Com o avião, o governo federal espera reduzir em cerca de 70% os custos de vôo do país em relação ao Boeing-707 conhecido como Sucatão, usado atualmente. O valor equivale a uma economia de US$ 5,2 milhões por ano.
Segundo o tenente-brigadeiro-do-ar, Luiz Carlos da Silva Bueno, o avião antigo está desatualizado e não possui especificações técnicas para realizar pousos em alguns aeroportos devido ao ruído que produz. "Quando tratava-se de viagens presidenciais, abria-se uma exceção", diz.
O novo avião tem equipamentos de alta tecnologia e permite pousos em aeroportos de grande altitude, como o de La Paz --situado a 3.600 metros do nível do mar.
Por questões de segurança, o comando da Aeronáutica não divulgou informações sobre os dispositivos de segurança.

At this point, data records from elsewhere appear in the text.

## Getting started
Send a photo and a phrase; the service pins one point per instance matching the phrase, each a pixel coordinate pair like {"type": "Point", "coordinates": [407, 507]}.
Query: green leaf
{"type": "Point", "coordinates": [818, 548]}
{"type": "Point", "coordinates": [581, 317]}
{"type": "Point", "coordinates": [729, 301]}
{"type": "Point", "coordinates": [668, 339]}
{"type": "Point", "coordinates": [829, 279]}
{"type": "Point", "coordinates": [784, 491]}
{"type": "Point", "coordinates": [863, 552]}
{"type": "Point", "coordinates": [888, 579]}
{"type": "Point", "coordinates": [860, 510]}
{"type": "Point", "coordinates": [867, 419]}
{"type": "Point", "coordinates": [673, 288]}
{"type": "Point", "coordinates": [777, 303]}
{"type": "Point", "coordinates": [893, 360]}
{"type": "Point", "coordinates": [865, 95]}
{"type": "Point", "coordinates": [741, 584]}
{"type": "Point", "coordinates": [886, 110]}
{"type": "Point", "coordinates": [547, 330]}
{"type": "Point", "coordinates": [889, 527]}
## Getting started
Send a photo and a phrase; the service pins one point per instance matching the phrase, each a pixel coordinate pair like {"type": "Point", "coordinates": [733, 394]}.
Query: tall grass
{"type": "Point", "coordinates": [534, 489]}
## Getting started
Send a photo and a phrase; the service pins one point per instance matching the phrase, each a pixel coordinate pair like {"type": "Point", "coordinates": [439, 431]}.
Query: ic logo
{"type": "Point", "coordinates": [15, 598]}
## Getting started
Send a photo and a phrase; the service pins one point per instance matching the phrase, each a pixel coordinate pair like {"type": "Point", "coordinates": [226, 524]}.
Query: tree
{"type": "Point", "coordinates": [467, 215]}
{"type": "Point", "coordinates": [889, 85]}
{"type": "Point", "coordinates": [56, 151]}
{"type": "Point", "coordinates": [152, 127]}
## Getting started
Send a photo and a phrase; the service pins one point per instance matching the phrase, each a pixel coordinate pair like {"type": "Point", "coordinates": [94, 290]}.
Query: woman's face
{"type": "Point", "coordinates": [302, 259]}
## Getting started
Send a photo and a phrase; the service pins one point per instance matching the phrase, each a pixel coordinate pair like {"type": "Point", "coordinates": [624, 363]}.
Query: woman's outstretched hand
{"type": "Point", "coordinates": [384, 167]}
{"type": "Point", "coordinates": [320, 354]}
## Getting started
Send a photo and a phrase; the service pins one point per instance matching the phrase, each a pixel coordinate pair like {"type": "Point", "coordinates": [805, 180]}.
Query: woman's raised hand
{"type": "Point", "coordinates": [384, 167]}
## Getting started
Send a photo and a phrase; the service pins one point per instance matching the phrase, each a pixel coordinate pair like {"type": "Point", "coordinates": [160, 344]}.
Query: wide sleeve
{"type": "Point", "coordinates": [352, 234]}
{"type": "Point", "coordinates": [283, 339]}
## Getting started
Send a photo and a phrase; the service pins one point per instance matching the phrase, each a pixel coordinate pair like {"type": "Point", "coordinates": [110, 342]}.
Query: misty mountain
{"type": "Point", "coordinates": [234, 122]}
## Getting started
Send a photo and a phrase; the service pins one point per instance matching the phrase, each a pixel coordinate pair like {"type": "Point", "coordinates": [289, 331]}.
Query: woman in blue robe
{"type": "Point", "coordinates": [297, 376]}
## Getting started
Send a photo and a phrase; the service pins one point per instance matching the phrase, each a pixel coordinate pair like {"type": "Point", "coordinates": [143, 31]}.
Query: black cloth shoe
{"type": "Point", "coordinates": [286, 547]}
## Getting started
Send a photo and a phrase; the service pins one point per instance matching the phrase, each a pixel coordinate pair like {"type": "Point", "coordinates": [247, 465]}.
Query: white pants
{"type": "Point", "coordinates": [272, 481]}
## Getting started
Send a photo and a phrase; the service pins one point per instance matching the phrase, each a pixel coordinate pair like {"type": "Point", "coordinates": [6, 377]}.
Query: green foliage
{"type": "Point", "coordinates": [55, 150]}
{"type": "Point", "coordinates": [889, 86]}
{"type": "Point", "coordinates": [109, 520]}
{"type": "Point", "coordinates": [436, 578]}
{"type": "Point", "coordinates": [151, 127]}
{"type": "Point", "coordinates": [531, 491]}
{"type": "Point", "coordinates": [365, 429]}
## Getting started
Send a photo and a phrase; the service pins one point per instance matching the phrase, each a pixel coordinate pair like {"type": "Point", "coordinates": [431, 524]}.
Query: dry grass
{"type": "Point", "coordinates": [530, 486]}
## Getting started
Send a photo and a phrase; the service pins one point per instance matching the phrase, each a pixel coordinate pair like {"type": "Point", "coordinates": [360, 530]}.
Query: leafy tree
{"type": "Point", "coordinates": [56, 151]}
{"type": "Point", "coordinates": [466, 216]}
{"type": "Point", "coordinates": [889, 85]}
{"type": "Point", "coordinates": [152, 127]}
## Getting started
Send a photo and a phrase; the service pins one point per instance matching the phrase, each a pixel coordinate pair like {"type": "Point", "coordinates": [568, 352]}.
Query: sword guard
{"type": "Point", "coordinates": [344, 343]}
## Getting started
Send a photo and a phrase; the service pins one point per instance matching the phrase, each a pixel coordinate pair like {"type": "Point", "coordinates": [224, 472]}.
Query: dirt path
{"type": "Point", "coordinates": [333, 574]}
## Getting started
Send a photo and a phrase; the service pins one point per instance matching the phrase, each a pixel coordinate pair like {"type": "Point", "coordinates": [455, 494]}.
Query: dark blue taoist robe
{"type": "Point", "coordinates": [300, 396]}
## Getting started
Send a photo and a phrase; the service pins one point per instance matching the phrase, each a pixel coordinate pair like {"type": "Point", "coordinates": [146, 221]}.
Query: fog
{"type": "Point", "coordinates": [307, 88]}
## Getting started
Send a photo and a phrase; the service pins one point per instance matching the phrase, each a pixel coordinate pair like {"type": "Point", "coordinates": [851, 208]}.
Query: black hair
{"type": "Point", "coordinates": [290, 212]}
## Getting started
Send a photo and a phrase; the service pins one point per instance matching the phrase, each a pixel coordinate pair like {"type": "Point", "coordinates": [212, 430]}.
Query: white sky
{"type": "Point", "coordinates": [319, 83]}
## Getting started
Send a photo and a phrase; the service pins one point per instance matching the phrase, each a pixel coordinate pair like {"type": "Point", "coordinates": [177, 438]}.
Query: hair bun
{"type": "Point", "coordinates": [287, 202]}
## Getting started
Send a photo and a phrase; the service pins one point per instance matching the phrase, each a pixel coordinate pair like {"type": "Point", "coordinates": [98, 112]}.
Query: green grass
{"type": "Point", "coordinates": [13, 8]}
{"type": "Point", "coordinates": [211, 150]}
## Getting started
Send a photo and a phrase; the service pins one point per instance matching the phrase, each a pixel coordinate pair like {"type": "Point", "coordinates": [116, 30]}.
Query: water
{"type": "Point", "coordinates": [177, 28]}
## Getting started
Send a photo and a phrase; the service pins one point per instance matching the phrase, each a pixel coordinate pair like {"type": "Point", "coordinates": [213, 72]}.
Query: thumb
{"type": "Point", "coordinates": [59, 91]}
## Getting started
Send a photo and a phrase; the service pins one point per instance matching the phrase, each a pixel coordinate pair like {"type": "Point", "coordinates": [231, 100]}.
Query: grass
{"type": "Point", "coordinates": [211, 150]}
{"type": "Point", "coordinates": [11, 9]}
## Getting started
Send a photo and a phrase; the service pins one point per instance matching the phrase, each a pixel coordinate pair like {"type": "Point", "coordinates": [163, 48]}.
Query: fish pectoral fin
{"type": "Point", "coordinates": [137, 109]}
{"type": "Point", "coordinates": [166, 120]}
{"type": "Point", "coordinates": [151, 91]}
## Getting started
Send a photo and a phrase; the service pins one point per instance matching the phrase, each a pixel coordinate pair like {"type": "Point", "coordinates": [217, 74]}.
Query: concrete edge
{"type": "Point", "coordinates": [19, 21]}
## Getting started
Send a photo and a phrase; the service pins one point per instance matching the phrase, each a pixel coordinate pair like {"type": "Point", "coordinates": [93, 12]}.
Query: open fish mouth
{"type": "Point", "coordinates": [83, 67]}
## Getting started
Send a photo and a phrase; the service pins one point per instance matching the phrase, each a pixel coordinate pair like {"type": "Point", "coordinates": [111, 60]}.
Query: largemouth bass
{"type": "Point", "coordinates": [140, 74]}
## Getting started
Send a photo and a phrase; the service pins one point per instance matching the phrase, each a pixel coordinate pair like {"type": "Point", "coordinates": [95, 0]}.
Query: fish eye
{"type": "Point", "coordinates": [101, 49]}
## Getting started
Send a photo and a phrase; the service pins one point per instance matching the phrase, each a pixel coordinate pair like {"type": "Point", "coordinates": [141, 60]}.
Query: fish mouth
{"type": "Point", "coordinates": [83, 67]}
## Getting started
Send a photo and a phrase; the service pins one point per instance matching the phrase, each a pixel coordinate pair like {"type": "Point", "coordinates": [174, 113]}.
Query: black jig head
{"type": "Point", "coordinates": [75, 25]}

Ao todo, apenas seis pilotos da FAB (Força Aérea Brasileira) concluíram treinamentos específicos e estão aptos a pilotar o novo avião presidencial. Outros dois deverão estar habilitados até o final do mês.
Interior
Para Bueno, "o presidente Lula vai ter de emagrecer" para sentir-se confortável na cama de casal do avião --muito estreita. "Não tem ostentação", disse.
O novo avião, com projeto interno personalizado, contém quarto de casal, banheiro com chuveiro, uma sala para o presidente e capacidade de até 55 passageiros, incluindo a tripulação.